MEDYA KÖŞESİ

Ahmet Hakan ve Gülse Birsel'in itirazlarına cevap geldi

Hürriyet gazetesinin sağlık yazarı Osman Müftüoğlu yazdıklarına Gülse Birsel ve Ahmet Hakan'dan "tatlı itirazlar" geldiğini belirterek köşesinden onlara cevap verdi.

Ahmet Hakan ve Gülse Birsel'in itirazlarına cevap geldi

Hürriyet gazetesi yazarı Osman Müftüoğlu'na köşe komşularından itirazlar gelmiş meğer... Ahmet Hakan ve Gülse Birsel önce günlük "adımlar" ardından da sağlıklı beslenme önerileri için itirazlarını sıralayınca Osman Müftüoğlu da bugün köşesinden cevap vermiş. 

"Gülse Birsel’e ve Ahmet Hakan’a verilecek yanıtlar çok, ama özetlemek en kolayı. O yanıtları bir atasözüne yaslanarak vermek ise en akılcı olanı: Tavşana kızıp dağa küsülmez" diyen Osman Müftüoğlu bakın neler önerdi:


İŞTE OSMAN MÜFTÜOĞLU'NUN O YAZISI

Beslenmenin hemen her yaşta sağlığın belirleyicisi olduğunu inatla, sabırla yazdık. 15 yıldır 10’dan fazla kitap yayınladık, HÜRRİYET ve KELEBEK’te bildiklerimizi sizlerle paylaşıyoruz. Başka uzmanlar da diğer gazete ve dergilerde aynı işi yapıyor. Amacımız net: Size ucuz, kolay, hızlı, etkili beslenme önerileri sunmak; yanlış, kötü, hileli, tehlikeli besinlerden korumak. İyi de yaptık, yapıyoruz.

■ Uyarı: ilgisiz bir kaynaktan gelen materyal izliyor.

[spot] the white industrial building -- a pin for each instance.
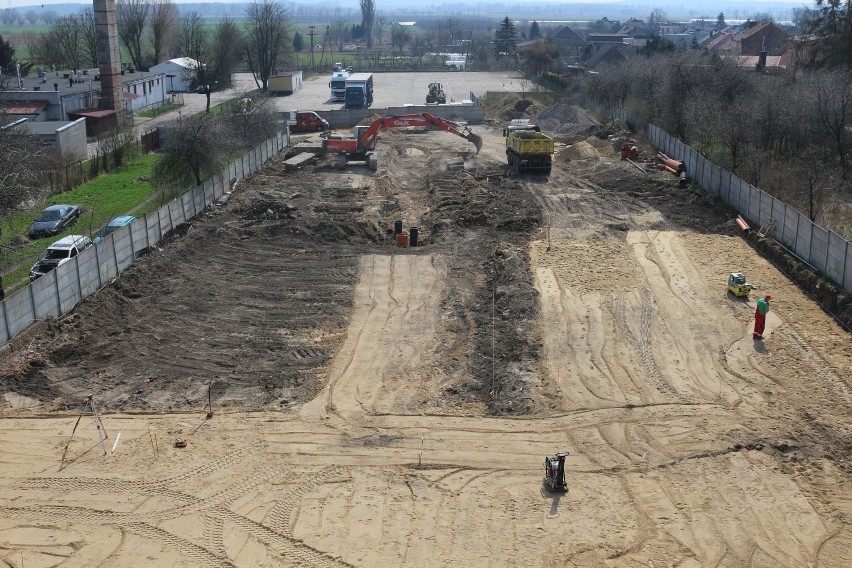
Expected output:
(178, 73)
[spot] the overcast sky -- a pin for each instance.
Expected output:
(676, 5)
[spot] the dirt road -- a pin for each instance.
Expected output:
(404, 399)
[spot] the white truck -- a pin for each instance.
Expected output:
(338, 84)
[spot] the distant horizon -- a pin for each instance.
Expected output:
(615, 9)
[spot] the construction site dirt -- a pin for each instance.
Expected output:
(375, 405)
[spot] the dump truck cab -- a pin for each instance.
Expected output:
(527, 149)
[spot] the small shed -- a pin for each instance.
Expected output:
(178, 73)
(285, 83)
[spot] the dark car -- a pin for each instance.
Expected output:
(53, 220)
(112, 226)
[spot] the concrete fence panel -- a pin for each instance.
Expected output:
(766, 207)
(67, 284)
(754, 203)
(46, 299)
(778, 211)
(107, 259)
(123, 246)
(716, 177)
(819, 248)
(847, 265)
(791, 226)
(727, 192)
(822, 249)
(19, 309)
(139, 235)
(61, 289)
(90, 276)
(836, 258)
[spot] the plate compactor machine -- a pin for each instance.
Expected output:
(554, 472)
(739, 286)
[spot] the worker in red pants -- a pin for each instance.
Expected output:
(760, 316)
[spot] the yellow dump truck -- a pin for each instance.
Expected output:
(527, 149)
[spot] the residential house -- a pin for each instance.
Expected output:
(607, 38)
(634, 28)
(752, 40)
(67, 138)
(609, 54)
(69, 95)
(569, 43)
(721, 43)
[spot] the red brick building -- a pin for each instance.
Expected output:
(752, 40)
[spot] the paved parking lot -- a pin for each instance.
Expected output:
(397, 89)
(389, 89)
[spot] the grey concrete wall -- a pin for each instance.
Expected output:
(59, 290)
(824, 250)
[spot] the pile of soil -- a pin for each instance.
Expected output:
(566, 120)
(512, 106)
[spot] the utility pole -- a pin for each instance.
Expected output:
(311, 34)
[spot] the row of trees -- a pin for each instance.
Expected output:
(754, 125)
(152, 31)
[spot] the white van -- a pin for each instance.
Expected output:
(58, 253)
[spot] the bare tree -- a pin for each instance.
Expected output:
(831, 94)
(66, 35)
(399, 38)
(258, 123)
(368, 19)
(132, 16)
(214, 53)
(89, 35)
(197, 146)
(539, 56)
(338, 33)
(23, 167)
(267, 41)
(64, 44)
(164, 29)
(115, 143)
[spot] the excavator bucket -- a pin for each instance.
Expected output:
(476, 139)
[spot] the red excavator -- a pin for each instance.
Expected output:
(362, 146)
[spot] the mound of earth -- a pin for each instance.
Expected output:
(566, 120)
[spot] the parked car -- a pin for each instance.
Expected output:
(53, 220)
(59, 253)
(113, 225)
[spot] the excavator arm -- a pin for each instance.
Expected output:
(367, 139)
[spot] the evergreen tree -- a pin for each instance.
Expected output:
(7, 56)
(505, 38)
(535, 30)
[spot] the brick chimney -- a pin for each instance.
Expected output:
(109, 57)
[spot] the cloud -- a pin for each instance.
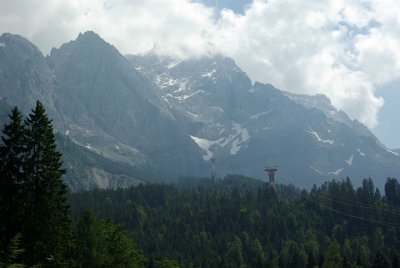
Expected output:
(346, 49)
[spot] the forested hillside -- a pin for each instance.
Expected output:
(233, 222)
(237, 222)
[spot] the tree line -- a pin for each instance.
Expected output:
(240, 222)
(198, 222)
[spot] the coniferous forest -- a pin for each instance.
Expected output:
(197, 222)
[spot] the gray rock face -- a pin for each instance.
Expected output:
(247, 127)
(24, 75)
(122, 120)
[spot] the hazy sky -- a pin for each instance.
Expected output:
(346, 49)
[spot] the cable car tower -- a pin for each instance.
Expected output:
(213, 169)
(271, 173)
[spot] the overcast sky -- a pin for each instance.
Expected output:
(346, 49)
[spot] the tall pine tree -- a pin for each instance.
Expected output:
(47, 232)
(12, 150)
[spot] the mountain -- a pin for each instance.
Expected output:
(122, 120)
(99, 92)
(247, 127)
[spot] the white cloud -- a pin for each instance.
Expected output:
(345, 49)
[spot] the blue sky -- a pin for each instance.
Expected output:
(348, 50)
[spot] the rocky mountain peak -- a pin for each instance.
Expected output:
(16, 45)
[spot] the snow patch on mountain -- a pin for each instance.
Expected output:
(350, 161)
(316, 170)
(209, 74)
(256, 116)
(205, 145)
(316, 135)
(337, 172)
(390, 151)
(241, 136)
(184, 97)
(237, 141)
(361, 153)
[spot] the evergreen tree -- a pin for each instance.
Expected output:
(48, 231)
(11, 178)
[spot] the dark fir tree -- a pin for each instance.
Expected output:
(47, 232)
(11, 178)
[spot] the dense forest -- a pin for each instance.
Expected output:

Ne var ki yazdıklarımıza bazı “tatlı itirazlar” da gelmiyor değil. “Kimlerden geliyor o tatlı serzeniş ya da itirazlar? Nedir o itirazların konusu?” diyorsanız eğer, buyurun...



İtirazlar yazarlarımız Gülse Birsel’le Ahmet Hakan’dan geliyor. Her ikisi de sağlığına düşkün olan sevgili yazarlarımız daha önce “Her gün 10.000 adım yürünecek” önerimize de itiraz etmişler, “Osman Hoca, 7500 neyimize yetmez!” demişlerdi. Şimdi de gözlerine “sağlıklı beslenme”yi kestirdiler! Diyorlar ki “Hocam, bize her şeyi yasakladınız, yüreğimize korku, sofralarımıza stres saldınız. Balıklar civalı, etler hormonlu, tavuklar antibiyotikli, ekmekler glutenli, bakliyatlar lektinli, meyveler fruktozlu, zeytinler boyalı, yağlar hileli deyip kafamızı karıştırdınız. Peki, biz ne yiyip içeceğiz? Aç-susuz mu gezeceğiz? Lütfen bize bir çare! Yoksa bu işten ‘külliyen’ vazgeçeceğiz.”

BUNUN DA ÇÖZÜMÜ VAR

Gülse Birsel’e ve Ahmet Hakan’a verilecek yanıtlar çok, ama özetlemek en kolayı. O yanıtları bir atasözüne yaslanarak vermek ise en akılcı olanı: Tavşana kızıp dağa küsülmez.

Açılımı şudur: Bazı balıklarda civa, kurşun var diye balıkların tümüne; hormonsuz, mikropsuz et bulmak zor diye kuzuya, danaya, keçiye; içinde gluten var diye bulgura; lektin var diye kurufasulyeye küsülmez. Mis gibi Ege ve Akdeniz balıkları; tertemiz otlak, kır, bayır hayvanları; harika köy yoğurtları; hormonsuz bakliyat, sebze ve meyveler çarşıda, pazarda, markette, kasapta sizi bekliyor. Vazgeçmek yok. Biraz gayret, azıcık çaba işi bitiriyor. Eğer hem daha güvenli ve güçlü şeyler yiyelim-içelim, hem de daha az zehir, hormon, ağır metal, toksin yüklenelim diyorsanız biraz zahmete girecek; antioksidanı tam, kaliteli, mükemmel besinler için harekete geçecek, biraz çarşı-pazar gezeceksiniz. Dikkatinizi de her daim “sağlıklı beslenme” ve “egzersizden vazgeçmeme (yürüme)” meselesine yönlendireceksiniz. Son bir tavsiyem de şu: 1970’li yılların “miadı dolmuş” önerilerini bir kenara bırakıp yeni bin yılın sağlık tavsiyelerine itibar edeceksiniz.